その異物のように感じた外国の諸々も時間とともに自分の中で

熟成されて気がつけばいい塩梅になっていく。

日本人として変わらない物もありながら前よりもっと

世界に対して許容をしてる自分を感じる。

それはなかなか悪くない。

今ではみそ汁ももちろん我が家の定番だが、それと同じくらい

フェジョアーダというブラジルの黒豆の煮込み料理が定番になっている。

どちらも日常を感じる味になっている。

 

こんな風に色んな味が混ざりつつ,自分のルーツを大事にしつつ

台所での試みはまだまだ続く。

また最近は中華料理や韓国料理、タイ料理のスパイシーさなどが

アジア人の私には熱帯ブラジルで食べるのにとても合うように

感じている。

日本食はスパイスを用いない。
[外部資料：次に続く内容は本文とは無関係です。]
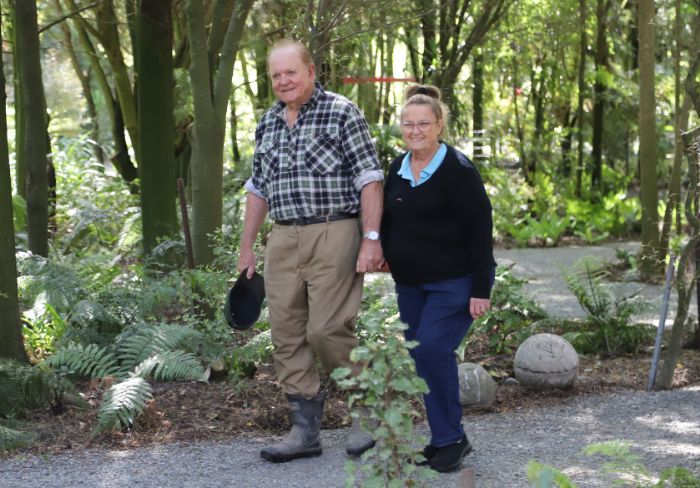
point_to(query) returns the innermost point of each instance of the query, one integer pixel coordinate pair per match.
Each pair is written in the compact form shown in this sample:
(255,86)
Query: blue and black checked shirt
(317,167)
水の料理。ひたひたと、ことことと

優しくゆでる、蒸す、浸す,煮る。穏やかで繊細な波動だ。

一方ブラジルははじけるような油の料理。スパイスはあまり使わないが

じりじりの太陽にジャングルのような自然を目の前に

自然とワイルドな料理を作りたくなる。食べたくなる。

じゅーじゅー焼く肉、ざっと強火で炒める。生のサラダを

がしがし食べる。

そんなわけで、じゃっじゃと炒める中華料理やスパイスの利いた

エスニック料理はすごくおいしく感じられるということに気がついた。

でもその材料は簡単に手に入らないので,やはり何でも自家製でというのは

お決まりだ。

自家製グリーンカレーペーストでタイカレーを作る。

自家製中華麺を作ってラーメンを食べる。スープだって鶏肉を食べた残で

がらスープをストックしたりする。最近はそれにキムチも加わり

アジア料理大満喫。

あかちゃんをおんぶしながら台所で料理する料理する。

そうしてもちろん夫の母国ドイツ料理もそこに加わる。

そしてイタリア系の友達、イギリス人、フランス人、スペイン人と

友達の輪が広がればどんどん料理も広がっていく。

こうして世界中の料理を作って食べているのはとても楽しい。

どこにもすばらしい文化と智慧が詰まっていて、美味しく無駄なく

健康的な料理が沢山ある。

肉食だろうと菜食だろうと全ての歴史と智慧と文化に乾杯だ。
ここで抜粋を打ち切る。